# A much more thoughtful cap statement from Tony Deans site



## tsodak (Sep 7, 2002)

I stumbled across this article from Ron Reynolds and Tony on his website. This offers I think a much better look at some of the issues than others I have seen. Thought some of you all should read it. Tom

Tony Dean Outdoors
Issues
Texas Style or North Dakota Style

Tony:

Battles must be fought on many fronts. In his few words, Dick Monson's letter said more about this issue than all the opposition put together. The problem is not the number of non-resident hunters, but the solution to the real problem may be. The purpose of all the positioning is to 
decide who will control hunting in North Dakota. There is excellent case history to guide us from states such as California, Texas, and Maryland. I have lived in all of these states and do not understand why any North Dakotan would envy the hunting systems in place there. I am 
pleased that the rank-and-file hunters of North Dakota are taking up the battle to protect the model of traditional hunting.

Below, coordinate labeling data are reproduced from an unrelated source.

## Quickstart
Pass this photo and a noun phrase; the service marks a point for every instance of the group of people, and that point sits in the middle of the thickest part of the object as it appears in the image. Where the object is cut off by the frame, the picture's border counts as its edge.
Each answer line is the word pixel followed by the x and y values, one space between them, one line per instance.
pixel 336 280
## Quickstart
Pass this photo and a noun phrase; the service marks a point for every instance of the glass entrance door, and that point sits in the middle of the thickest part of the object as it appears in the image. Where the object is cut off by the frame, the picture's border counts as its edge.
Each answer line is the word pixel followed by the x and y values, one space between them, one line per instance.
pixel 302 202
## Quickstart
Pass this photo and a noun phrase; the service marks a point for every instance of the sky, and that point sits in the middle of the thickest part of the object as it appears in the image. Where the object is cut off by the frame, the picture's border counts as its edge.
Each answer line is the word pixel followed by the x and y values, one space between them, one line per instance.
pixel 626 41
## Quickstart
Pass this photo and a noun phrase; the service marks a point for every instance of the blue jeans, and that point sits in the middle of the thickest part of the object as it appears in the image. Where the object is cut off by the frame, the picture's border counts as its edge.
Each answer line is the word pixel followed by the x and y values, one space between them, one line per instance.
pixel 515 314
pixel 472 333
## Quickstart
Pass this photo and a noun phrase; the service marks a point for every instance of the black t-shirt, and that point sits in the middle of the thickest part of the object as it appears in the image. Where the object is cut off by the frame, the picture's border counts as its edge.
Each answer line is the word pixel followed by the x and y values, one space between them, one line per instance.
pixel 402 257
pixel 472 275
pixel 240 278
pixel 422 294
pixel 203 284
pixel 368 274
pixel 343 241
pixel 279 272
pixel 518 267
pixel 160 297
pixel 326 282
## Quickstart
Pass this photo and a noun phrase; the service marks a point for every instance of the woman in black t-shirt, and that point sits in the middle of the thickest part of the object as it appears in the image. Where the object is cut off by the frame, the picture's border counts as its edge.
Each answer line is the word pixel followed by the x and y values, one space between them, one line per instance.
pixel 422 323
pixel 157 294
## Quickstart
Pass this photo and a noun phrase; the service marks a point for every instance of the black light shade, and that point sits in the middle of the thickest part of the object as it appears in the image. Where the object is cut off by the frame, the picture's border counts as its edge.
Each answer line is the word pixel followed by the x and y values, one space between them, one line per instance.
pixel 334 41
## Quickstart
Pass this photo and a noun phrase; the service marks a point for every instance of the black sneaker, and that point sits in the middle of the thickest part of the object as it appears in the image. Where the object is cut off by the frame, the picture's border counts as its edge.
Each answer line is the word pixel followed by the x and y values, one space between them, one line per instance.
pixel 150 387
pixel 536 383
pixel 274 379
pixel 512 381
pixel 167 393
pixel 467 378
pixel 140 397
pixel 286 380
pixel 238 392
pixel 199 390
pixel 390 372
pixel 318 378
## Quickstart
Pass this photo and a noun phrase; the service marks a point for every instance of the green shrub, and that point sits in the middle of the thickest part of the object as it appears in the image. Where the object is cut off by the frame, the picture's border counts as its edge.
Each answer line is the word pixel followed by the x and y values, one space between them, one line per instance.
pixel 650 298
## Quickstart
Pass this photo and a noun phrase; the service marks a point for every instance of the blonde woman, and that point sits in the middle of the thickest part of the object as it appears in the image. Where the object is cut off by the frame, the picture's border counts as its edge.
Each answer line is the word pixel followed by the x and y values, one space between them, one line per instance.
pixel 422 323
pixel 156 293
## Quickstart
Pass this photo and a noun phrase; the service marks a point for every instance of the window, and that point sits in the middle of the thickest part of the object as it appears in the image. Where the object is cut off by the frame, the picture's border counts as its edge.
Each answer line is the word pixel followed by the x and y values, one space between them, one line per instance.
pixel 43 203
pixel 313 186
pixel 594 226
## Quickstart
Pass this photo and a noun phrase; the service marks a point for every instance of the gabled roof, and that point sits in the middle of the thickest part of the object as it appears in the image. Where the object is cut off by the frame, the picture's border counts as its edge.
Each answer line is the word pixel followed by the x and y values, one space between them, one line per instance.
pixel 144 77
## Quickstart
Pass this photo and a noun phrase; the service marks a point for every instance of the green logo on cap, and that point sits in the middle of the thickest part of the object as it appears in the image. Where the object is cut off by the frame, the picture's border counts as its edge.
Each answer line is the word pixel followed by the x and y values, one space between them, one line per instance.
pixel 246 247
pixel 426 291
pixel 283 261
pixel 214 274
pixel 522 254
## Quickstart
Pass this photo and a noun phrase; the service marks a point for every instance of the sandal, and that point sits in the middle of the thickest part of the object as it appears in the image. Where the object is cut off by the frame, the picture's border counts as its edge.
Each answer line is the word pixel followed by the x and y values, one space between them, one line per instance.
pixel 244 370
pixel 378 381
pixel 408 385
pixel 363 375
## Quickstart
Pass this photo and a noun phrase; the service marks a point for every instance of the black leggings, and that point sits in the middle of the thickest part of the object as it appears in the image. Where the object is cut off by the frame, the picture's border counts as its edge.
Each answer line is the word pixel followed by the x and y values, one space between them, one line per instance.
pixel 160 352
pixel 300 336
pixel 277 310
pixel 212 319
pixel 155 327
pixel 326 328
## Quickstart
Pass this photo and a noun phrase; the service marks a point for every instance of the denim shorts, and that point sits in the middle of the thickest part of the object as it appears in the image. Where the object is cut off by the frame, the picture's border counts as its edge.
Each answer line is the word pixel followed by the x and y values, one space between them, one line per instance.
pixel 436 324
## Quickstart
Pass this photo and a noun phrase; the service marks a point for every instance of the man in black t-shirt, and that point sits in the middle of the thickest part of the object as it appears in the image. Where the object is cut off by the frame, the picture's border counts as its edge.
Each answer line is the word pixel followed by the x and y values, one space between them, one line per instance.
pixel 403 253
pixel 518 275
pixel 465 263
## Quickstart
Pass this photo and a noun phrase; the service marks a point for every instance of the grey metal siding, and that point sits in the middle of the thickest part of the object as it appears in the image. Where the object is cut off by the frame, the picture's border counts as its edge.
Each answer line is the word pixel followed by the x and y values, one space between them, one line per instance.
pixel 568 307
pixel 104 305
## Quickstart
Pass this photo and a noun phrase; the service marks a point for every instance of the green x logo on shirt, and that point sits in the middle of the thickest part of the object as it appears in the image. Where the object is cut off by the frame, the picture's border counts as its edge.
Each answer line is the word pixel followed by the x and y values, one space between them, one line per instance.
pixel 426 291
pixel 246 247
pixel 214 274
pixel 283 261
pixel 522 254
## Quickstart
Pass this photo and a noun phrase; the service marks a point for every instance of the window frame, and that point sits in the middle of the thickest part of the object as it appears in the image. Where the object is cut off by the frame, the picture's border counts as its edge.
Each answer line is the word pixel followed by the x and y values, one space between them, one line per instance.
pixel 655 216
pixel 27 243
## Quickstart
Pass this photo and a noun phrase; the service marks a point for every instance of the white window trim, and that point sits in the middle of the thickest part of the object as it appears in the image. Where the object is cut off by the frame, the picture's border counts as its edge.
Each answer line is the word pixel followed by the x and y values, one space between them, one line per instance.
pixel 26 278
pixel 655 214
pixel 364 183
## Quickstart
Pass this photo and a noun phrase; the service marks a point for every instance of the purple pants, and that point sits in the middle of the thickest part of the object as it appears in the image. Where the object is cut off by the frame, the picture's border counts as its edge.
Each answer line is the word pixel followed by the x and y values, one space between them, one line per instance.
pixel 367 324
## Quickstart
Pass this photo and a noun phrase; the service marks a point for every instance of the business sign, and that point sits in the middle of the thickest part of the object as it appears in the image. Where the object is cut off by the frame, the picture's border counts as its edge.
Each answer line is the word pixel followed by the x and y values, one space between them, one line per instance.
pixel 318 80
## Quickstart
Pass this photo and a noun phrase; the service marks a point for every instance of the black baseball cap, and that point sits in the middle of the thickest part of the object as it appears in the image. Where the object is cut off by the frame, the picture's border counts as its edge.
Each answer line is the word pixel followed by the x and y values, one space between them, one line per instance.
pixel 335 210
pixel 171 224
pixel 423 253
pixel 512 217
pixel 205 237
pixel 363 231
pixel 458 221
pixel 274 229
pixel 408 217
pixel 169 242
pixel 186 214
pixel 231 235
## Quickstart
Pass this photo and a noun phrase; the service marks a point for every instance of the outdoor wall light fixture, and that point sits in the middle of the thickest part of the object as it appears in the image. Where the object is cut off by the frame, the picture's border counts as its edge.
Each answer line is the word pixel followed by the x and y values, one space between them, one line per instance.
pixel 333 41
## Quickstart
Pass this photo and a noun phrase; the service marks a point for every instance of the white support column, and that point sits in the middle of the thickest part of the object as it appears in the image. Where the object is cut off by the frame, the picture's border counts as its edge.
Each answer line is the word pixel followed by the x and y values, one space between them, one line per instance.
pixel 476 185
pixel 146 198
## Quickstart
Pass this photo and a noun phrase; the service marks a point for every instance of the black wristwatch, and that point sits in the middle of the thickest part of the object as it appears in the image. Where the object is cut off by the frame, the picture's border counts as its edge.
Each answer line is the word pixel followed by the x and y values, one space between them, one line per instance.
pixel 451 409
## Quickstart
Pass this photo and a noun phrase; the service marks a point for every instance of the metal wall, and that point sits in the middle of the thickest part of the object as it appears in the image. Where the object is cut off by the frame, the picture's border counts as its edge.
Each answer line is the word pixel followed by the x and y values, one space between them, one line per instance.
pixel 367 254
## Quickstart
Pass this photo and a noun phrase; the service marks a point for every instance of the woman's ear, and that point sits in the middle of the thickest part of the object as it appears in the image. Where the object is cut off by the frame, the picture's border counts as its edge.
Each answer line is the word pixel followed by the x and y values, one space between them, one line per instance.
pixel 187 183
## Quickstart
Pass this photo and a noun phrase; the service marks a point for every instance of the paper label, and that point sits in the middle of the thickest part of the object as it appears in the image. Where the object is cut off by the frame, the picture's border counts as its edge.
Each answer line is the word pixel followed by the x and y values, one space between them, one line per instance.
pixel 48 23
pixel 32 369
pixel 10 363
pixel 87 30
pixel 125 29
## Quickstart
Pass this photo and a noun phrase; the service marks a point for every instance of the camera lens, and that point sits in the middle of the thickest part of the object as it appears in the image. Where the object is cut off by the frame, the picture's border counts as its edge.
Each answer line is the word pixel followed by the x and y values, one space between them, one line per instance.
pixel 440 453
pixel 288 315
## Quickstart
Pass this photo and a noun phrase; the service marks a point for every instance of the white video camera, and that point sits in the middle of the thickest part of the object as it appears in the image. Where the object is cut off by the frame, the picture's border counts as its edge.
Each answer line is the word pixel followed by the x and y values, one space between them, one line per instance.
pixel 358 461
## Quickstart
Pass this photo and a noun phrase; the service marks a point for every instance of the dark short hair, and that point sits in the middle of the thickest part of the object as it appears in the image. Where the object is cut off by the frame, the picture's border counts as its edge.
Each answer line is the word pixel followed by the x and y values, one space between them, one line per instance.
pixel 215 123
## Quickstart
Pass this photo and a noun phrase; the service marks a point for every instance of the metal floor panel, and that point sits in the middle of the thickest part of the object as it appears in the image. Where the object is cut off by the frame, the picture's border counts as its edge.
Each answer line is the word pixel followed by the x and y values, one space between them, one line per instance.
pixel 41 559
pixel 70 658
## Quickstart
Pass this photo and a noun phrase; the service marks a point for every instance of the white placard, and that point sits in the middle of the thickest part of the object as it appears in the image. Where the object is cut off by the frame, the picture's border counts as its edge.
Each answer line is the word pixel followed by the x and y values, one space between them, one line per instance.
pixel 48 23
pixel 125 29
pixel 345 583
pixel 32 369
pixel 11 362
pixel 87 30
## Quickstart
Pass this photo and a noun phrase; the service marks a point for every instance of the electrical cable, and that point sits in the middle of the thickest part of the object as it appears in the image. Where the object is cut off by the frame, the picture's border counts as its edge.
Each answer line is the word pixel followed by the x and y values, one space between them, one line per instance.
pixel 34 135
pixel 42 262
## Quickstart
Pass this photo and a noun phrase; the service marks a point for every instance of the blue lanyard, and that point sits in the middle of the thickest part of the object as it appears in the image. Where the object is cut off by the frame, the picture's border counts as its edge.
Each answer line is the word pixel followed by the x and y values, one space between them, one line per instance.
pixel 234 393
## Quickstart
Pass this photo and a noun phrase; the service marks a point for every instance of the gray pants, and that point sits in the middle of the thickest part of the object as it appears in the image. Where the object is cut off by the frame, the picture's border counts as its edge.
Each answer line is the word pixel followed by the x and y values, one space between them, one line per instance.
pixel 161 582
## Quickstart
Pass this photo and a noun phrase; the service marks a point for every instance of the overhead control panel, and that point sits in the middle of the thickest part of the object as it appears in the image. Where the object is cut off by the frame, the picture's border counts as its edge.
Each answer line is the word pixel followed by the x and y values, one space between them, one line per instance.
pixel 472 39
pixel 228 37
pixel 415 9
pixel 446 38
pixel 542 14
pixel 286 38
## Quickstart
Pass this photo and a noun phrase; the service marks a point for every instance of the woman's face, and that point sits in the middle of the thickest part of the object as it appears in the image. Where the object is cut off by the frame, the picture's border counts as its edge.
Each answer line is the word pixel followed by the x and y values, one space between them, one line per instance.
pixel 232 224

It might be useful to examine the Texas situation as an example. A case study of the evolution of hunting in Texas was published recently by Clark E. Adams et al., 2000, A place to hunt: organizational changes in recreational hunting, using Texas as a case study. Wildlife Society 
Bulletin. Clark is with the Department of Wildlife and Fisheries Science at Texas A&M. Hunting in Texas, like most other states emerged into a typical Hunter-conservationist model in the early 1900s when game 
numbers were greatly depleted from the ravages of unregulated harvest, and a general lack of (and understanding) wildlife/habitat conservation. The key to this extremely successful model was a somewhat equal partnership between the landowner, hunter and Game and Fish 
Agency. This was primarily a hunter driven system, and in their passionate pursuit of hunting activities they were willing to wage battles to protect wildlife and promote conservation. The landowner provided the places to hunt and became the proverbial center pivot of the system. The Game and Fish Agency set the rules and was responsible 
for fair play. One of the greatest things that came out of this process was ethical values that still prevail (in part) today. Eventually the Game and Fish Agency took on a more scientific approach to wildlife conservation and hunting management to the benefit of all.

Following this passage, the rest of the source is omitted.